Os desembargadores estavam numa sessão da Câmara Única que julgava uma ação por posse de terras movida pela empresa Cachoeira Caldeirão contra o advogado Adaian Lima de Souza, de 47 anos. O advogado, que faria a própria defesa, estava inscrito para fazer a sustentação oral. Durante a fala, ele revelou que o filho caçula foi diagnosticado com autismo há dois anos, e, há algumas semanas, ele próprio também foi identificado com o TEA.
“Percebendo algumas características peculiares dele, resolvi investigar a mim. Para a minha surpresa, no dia 1º de novembro deste ano, também fui diagnosticado com autismo e TDAH nível 2. Minha mãe foi quem mais lutou quando eu tinha as minhas dificuldades escolares”, comentou ele.
Adaian e a família moram em Porto Grande e o tratamento é realizado em Macapá. A mãe é servidora pública, e, mesmo com a redução de horários, não consegue estar em todas as terapias. É o pai quem tem que trazer o menino. Ontem, ele tinha terapia, e o pai tentava adiar a sessão no Tjap.

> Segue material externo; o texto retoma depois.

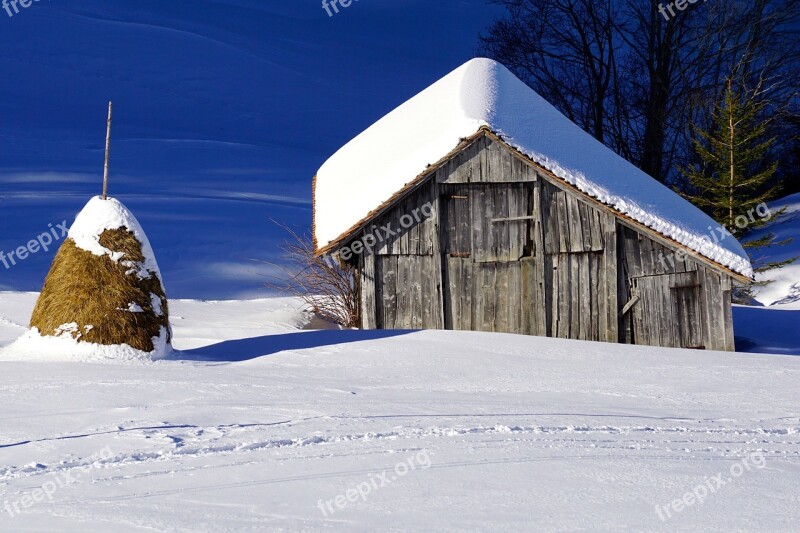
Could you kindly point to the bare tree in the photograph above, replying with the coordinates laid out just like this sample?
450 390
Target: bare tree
327 286
635 76
566 50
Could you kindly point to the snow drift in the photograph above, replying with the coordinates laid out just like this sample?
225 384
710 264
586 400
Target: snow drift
367 171
104 297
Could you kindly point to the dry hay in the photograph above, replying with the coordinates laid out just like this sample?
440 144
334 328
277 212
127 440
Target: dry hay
96 293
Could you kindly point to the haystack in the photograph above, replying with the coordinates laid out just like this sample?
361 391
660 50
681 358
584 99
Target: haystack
104 287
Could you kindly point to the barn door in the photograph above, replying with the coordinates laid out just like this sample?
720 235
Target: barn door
667 311
486 238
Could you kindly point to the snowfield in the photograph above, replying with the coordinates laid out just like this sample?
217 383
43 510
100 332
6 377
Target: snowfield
258 425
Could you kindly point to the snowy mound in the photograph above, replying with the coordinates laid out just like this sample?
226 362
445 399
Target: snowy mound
100 215
103 298
33 346
367 171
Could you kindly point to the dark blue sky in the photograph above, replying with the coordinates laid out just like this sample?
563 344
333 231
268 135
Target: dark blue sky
223 112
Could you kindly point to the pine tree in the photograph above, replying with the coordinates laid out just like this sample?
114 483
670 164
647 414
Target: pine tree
734 177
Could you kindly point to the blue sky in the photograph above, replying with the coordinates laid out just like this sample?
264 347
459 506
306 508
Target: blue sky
223 111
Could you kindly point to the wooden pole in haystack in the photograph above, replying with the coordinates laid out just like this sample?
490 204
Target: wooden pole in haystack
108 149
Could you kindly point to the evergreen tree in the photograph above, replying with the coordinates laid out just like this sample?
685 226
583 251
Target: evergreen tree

“Repasso isso para fazer um pleito a vossas excelências. Houve pedido meu dentro do processo para que essa arguição não seja hoje. Com respeito à decisão (que negou adiamento), me senti discriminado em nome de toda comunidade autista. As terapias são urgentes e necessárias. Meu filho não falava ‘papai’ até os 3 anos. Hoje, depois das terapias, ele fala pelos cotovelos”, brincou.
Direito individual
O desembargador Carlos Tork, que é o relator do processo, entendeu que não era cabível o adiamento porque o Regimento Interno do Tribunal estipula o dia da semana para julgamentos na Câmara Única.
“O nosso regimento interno dispõe que é a terça-feira de manhã (julgamentos). Verifiquei que mediante os interessantes coletivos e públicos não poderia sobrevir o direito individual, ainda que com característica especial”, justificou o relator.
O desembargador Rommel Araújo, no entanto, levantou uma questão de ordem citando os direitos constitucionais de proteção à criança e o adolescente. Para ele, a questão envolve a proteção do Estatuto da Criança e do Adolescente e também a Lei 12.664/2012, que instituiu a política nacional de proteção da pessoa com transtorno do espectro autista (TEA).
“Para motivos menos importantes fizemos aqui na Câmara (Única) sessões extraordinárias. Vejo que o motivo aqui trazido é muito mais relevante, e que esse processo seja pautado em uma sessão extraordinária, mesmo que seja para julgar um único processo, mas observando os princípios constitucionais da dignidade da pessoa humana e proteção das pessoas com deficiência”, ressaltou Rommel Araújo.
Com exceção de Carlos Tork, que já presidiu o Tribunal, todos os desembargadores concordaram que, no caso deste processo, a sessão não seja realizada às terças-feiras para não atrapalhar a terapia do menino. O desembargador João Lages foi além, e sugeriu que o Pleno do Tribunal discuta uma mudança no regime interno para abrir exceções em casos semelhantes.
O julgamento de ontem acabou sendo adiado com os pedidos de vistas de Rommel Araújo e João Lages.